If you wanted a new shirt that wouldn’t fall apart, or your tablecloth was looking threadbare, there weren’t many other options.
Cut-price rivals and the internet put paid to all that. Belatedly, the old behemoths realised they’d too many stores selling goods in antiquated, inefficient ways.
M&S woke up first, and now John Lewis, too, with tough new bosses finally shaking up their businesses by the scruff of the neck.
It’s hard to take issue with much in today’s update from the latter.
If Sharon White really can turn this year’s zero profit into
£400 million, good luck to her. The buy-to-rent property development plan seems smart. Tesco, Sainsbury and Morrisons have been developing out their stores successfully for years.

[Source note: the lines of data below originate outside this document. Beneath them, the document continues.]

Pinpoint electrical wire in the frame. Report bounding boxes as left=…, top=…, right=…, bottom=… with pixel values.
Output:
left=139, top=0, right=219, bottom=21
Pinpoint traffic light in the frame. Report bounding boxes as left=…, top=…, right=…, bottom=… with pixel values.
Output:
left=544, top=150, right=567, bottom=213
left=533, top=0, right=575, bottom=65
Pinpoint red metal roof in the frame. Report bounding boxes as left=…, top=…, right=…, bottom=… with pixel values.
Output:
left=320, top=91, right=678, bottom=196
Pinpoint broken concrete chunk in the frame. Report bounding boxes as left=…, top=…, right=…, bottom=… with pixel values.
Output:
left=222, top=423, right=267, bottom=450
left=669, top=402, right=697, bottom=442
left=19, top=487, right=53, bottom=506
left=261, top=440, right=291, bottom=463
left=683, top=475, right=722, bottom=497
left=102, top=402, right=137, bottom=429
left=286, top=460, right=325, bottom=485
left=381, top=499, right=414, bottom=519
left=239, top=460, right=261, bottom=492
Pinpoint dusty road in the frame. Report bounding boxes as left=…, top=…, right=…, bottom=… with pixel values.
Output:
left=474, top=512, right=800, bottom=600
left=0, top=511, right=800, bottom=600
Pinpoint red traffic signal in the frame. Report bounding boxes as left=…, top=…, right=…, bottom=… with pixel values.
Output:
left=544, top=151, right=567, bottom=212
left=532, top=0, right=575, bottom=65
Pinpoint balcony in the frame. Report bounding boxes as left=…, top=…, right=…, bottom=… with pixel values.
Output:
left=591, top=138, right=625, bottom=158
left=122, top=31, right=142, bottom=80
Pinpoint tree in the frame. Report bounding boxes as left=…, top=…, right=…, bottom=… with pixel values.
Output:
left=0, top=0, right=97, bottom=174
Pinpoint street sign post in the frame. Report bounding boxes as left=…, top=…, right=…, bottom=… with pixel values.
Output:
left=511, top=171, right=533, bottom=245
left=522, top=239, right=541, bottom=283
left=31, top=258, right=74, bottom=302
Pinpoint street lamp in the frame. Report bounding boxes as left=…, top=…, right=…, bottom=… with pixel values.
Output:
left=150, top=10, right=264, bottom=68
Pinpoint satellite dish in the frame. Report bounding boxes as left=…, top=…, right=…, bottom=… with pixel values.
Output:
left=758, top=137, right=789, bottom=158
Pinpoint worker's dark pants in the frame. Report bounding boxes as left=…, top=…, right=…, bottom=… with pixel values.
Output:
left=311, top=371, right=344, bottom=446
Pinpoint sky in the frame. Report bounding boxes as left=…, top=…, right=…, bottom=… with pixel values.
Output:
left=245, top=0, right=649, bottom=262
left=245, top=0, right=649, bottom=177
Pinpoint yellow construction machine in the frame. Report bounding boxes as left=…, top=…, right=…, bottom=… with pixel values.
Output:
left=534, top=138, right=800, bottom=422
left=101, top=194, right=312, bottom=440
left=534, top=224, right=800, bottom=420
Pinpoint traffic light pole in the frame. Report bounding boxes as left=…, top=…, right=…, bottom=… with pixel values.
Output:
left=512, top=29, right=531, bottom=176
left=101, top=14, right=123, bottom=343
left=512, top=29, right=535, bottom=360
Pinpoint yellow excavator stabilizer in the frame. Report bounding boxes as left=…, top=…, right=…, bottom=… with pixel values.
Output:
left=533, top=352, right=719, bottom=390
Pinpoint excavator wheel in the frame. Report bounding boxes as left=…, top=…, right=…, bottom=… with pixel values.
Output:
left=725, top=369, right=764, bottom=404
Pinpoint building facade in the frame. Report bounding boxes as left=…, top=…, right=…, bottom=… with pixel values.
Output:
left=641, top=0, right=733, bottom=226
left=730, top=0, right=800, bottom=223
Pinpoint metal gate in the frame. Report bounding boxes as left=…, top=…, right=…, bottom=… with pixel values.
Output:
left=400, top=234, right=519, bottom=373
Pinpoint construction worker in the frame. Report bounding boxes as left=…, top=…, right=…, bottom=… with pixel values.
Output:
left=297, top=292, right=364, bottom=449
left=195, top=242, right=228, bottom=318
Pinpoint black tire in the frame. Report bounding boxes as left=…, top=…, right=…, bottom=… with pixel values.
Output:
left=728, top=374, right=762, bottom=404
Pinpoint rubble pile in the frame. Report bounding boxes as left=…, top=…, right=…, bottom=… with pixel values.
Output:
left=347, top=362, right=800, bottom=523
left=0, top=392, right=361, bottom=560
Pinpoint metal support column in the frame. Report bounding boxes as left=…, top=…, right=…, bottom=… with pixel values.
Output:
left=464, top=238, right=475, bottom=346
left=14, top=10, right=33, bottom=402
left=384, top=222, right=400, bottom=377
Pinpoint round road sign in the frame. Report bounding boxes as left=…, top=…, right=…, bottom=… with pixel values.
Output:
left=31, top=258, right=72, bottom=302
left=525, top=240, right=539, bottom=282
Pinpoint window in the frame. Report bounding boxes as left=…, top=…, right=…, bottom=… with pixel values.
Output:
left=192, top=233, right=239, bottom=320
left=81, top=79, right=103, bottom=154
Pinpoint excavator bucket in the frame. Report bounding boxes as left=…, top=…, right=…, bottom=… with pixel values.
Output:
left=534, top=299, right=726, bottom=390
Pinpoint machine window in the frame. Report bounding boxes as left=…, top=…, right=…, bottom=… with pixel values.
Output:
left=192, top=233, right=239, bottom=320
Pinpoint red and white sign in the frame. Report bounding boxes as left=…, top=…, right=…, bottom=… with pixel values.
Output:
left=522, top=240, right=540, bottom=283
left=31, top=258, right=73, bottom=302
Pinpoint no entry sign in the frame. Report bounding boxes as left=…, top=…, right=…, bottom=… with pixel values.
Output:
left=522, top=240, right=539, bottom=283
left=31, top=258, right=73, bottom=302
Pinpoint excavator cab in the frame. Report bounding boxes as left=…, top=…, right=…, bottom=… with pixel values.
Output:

Furniture renting and resale is an interesting idea, too, albeit one borrowed from the grim years of postwar thrift.
For some of the new measures, it’s gobsmacking the group hasn’t been doing it already. White boasts that you can now buy John Lewis Christmas trees in Waitrose. Well, why did that take 90 years?
But there are some holes; if it really is to sell 70% of department stores’ goods online, White will have to close a lot more shops.
Second, she says she’ll ditch Never Knowingly Undersold and replace it next year (it costs too much money). So, what can be as effective as that brilliant, historic marketing message?
Finally, its customer service isn’t as special as White thinks. She has to improve it with staff who’s bonuses she’s just killed. Tricky.